For 12 weeks, the gentlemen are given the tools to be successful young men for life. It starts with the simple act of learning to tie a necktie and launches into matter-of-fact guidance about decision making, etiquette, self-confidence, peer relationships, financial literacy and understanding the criminal justice system – including how to have positive interactions with law enforcement.

The group meets on Wednesdays to discuss those topics and focus on their academics, while Saturdays are reserved for outings to the movies, the Chicago Auto Show, museums and sporting events. Community service and family activities are also on the weekend agenda.

Det. Ken Carter, a drug and gang investigator with nearly 16 years on the job, understands all the challenges faced by this generation of young people – and how parents can use as much as help as possible to navigate the today’s terrain.

“We need these partnerships for the success of these young men,” Carter said, acknowledging it’s impossible to protect kids from everything. “We will provide for these young men a safe environment and prepare them for future success.”

Originally intended solely for middle school students, this year’s class features eight returning members, two of them freshman at Evanston Township High School. They learned so much from the academy last year that they wanted to come back and serve as mini-mentors describing high school life to their peers, Howard explained.
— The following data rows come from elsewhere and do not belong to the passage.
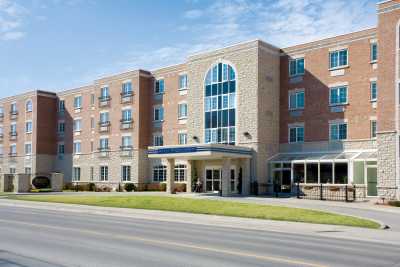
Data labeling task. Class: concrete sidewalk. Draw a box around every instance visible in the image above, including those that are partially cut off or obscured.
[0,199,400,246]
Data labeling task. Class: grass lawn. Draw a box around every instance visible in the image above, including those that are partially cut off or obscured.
[9,195,380,228]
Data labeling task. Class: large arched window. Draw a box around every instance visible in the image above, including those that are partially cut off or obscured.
[204,63,236,145]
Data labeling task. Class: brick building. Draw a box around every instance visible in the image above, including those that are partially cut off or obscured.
[0,0,400,199]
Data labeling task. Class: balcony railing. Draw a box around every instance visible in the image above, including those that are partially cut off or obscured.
[120,146,133,157]
[99,96,111,108]
[99,121,111,133]
[121,92,133,104]
[10,132,18,141]
[98,147,110,158]
[120,119,133,130]
[10,110,18,120]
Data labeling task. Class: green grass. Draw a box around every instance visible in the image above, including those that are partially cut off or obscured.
[9,195,380,229]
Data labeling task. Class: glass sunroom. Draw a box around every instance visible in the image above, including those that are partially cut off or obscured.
[269,151,377,196]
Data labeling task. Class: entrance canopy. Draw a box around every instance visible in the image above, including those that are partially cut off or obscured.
[148,144,252,160]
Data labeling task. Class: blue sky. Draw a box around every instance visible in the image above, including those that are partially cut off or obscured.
[0,0,377,98]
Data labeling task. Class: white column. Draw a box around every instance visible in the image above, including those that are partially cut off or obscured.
[221,159,231,197]
[242,159,251,196]
[186,160,193,193]
[167,159,175,194]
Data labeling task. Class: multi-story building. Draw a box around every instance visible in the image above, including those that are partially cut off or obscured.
[0,0,400,199]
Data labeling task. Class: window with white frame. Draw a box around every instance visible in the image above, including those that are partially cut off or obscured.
[72,167,81,182]
[57,121,65,133]
[289,125,304,143]
[329,122,347,141]
[58,100,65,112]
[178,133,187,145]
[370,81,378,101]
[289,90,305,110]
[329,86,348,106]
[74,119,82,132]
[25,143,32,156]
[74,96,82,109]
[100,166,108,181]
[153,134,164,146]
[204,63,236,145]
[175,164,187,182]
[178,103,187,119]
[122,109,132,122]
[329,49,348,69]
[74,141,82,154]
[25,121,32,133]
[57,143,65,155]
[371,120,377,138]
[371,43,378,62]
[153,106,164,121]
[154,79,165,94]
[289,58,304,76]
[25,100,33,112]
[153,165,167,182]
[179,74,188,90]
[121,82,132,96]
[121,165,131,182]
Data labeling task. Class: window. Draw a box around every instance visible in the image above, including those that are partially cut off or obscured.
[72,167,81,182]
[57,144,65,155]
[154,79,164,94]
[204,63,236,144]
[74,119,82,132]
[178,103,187,119]
[122,109,132,122]
[330,123,347,141]
[153,134,164,146]
[25,121,32,133]
[179,74,188,90]
[289,91,304,110]
[175,164,187,182]
[371,120,377,138]
[289,58,304,76]
[178,133,187,145]
[25,143,32,156]
[329,86,347,106]
[371,43,378,62]
[25,100,33,112]
[100,138,108,151]
[329,49,348,69]
[121,136,132,149]
[58,100,65,112]
[121,166,131,182]
[153,165,167,182]
[370,81,378,101]
[74,96,82,109]
[154,107,164,121]
[100,166,108,181]
[74,141,81,154]
[289,126,304,143]
[100,87,110,100]
[122,82,132,96]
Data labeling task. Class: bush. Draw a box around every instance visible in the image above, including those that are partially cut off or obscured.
[124,183,136,192]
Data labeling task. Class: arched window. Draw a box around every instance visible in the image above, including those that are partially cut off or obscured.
[204,63,236,145]
[25,100,32,112]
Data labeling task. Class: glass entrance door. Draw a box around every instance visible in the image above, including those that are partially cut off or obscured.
[206,168,222,192]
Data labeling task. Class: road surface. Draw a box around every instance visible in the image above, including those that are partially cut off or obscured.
[0,206,400,267]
As Howard introduced them, each young man wearing a button down shirt with a tie stepped on stage to be acknowledged. Howard mentioned their interests and who the most important people – mothers, fathers, siblings and other relatives – were in their respective lives.
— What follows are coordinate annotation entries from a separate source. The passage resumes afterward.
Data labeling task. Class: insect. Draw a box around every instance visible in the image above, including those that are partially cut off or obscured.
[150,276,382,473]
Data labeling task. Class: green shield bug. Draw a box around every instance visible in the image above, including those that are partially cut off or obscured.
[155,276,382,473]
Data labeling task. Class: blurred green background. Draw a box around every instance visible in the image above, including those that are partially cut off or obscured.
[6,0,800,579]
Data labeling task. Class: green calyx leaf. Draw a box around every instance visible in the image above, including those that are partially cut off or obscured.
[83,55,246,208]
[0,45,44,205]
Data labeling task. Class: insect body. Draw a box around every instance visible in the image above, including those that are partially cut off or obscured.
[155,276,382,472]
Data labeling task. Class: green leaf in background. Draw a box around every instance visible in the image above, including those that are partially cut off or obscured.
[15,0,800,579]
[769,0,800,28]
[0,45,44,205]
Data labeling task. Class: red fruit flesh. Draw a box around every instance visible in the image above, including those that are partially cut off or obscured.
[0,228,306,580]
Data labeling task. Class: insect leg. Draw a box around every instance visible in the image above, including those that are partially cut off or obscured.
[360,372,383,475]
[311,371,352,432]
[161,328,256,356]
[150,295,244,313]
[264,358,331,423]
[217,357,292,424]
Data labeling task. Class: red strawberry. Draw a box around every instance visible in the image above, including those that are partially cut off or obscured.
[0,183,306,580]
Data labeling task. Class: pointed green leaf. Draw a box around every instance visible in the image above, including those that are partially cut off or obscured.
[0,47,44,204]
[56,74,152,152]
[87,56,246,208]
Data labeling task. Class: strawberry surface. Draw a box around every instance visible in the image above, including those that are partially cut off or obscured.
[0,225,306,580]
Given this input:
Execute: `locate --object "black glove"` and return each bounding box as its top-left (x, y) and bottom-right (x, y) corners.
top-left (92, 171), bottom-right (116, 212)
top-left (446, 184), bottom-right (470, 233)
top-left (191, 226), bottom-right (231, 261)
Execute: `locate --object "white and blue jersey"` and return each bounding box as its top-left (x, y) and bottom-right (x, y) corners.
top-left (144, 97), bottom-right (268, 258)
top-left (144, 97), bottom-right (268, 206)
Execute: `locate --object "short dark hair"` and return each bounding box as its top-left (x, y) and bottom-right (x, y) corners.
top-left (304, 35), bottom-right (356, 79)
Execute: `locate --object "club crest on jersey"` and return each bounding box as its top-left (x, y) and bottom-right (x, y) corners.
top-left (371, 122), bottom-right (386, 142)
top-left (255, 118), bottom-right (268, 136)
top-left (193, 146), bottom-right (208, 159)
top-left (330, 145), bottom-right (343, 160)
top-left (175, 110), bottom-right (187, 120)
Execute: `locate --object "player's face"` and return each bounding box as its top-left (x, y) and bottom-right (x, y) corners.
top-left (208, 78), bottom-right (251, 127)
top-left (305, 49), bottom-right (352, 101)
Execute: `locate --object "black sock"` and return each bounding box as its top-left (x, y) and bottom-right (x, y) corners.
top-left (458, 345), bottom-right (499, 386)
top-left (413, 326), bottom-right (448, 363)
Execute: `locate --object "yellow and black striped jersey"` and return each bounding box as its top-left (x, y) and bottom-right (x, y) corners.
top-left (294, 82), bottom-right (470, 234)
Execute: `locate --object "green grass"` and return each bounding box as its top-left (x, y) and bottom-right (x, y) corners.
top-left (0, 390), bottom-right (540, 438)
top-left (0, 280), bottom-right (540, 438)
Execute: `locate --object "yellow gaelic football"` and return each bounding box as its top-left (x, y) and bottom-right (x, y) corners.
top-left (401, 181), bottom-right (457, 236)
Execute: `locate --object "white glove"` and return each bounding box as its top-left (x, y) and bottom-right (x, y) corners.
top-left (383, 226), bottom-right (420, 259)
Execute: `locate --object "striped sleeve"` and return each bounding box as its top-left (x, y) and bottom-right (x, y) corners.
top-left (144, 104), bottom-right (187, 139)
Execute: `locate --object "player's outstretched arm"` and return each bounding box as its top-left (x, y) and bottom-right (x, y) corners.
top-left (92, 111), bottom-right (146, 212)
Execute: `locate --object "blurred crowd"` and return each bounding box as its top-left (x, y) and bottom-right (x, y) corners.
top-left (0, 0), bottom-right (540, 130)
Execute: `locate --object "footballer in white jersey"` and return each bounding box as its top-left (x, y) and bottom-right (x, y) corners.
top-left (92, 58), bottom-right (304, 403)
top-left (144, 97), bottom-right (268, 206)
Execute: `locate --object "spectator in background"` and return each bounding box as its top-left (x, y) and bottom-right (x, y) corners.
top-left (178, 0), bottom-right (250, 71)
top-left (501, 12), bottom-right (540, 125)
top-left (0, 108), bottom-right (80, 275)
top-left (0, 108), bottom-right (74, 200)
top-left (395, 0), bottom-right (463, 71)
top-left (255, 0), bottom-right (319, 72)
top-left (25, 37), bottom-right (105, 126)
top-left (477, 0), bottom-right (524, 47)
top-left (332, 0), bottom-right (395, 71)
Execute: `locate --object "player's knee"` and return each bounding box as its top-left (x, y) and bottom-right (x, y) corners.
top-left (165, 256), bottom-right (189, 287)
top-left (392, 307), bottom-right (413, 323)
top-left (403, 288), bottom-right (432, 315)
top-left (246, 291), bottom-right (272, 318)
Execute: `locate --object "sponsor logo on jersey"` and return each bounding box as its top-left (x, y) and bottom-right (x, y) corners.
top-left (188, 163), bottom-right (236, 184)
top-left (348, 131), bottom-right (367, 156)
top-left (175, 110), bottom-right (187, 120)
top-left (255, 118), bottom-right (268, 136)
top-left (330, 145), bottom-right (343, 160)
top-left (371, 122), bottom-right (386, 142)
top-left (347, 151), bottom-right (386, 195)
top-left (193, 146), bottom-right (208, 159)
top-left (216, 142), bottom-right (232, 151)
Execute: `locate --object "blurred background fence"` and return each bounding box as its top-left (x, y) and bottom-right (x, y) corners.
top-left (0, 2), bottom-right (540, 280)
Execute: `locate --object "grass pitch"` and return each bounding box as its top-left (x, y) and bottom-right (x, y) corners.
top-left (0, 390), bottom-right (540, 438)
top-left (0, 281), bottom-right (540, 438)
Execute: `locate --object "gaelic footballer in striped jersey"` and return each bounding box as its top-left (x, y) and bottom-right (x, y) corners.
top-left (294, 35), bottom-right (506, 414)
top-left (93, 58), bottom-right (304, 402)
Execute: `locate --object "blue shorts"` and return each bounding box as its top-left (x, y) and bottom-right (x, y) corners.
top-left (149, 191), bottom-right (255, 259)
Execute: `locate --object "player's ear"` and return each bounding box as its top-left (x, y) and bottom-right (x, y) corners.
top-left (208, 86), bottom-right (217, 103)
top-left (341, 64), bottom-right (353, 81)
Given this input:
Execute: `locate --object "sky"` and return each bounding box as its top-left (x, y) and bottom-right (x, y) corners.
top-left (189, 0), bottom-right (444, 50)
Some of those important people took to the stage to rave about the officers’ collective impact on their sons through the program.

“They’re not just there for show, they are genuine about their passion for these young men,” shared Natalie Lewis, who said she moved to Evanston with her son Noah for opportunities such as this. “I will always support this program.”
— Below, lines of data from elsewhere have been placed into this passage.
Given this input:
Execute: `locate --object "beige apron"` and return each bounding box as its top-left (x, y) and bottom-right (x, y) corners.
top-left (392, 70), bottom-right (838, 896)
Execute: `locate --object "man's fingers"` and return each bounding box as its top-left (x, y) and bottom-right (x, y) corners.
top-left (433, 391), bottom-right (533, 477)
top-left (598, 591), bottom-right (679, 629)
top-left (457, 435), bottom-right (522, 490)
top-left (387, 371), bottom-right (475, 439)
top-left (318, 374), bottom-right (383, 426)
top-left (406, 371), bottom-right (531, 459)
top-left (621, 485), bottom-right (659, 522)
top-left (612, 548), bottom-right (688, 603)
Maryl Rosen’s son Gabriel is back for a second year. Although Howard joked about Gabriel’s physical growth spurt, Maryl Rosen has seen her son grow in different ways – such as caring about the tie he wears and making sure his shirt is ironed.

“These kids are being seen in a way they want to be seen … instead of a way they could be labeled,” Rosen offered. “I love that these police officers are seeing these kids growing into young men. (The program) is coming from (the officers’) hearts.”

Evanston Police Chief Richard Eddington received praise from his officers and other speakers for his support of OGA.

“Chief has made this program a priority, giving us whatever we need,” Carter said.

In turn, Eddington said his philosophy involves finding good people and then getting out of their way when it comes to creating initiatives such as the one Howard brought to him for the academy.

“His idea, his concept; he is the champion and the spark plug of this,” Eddington said of Howard. “There has been such a positive response.”

Howard also doled out credit to Evanston/Skokie School District 65 representatives, Evanston Mayor Stephen Hagerty, members of the city council and others in the community who have backed the program for its difference-making approach to supporting the young men.

Rick Marsh, a former NBA player who has been active in the Evanston community and with its youth for three decades, testified to the power of mentoring and suggested none of the young men waste the opportunity before them.

“Take advantage of what you have with these folks … I guarantee you it’ll make a difference in your life,” Marsh commented. “This is exactly what we need in this community; this is what we need in every community.”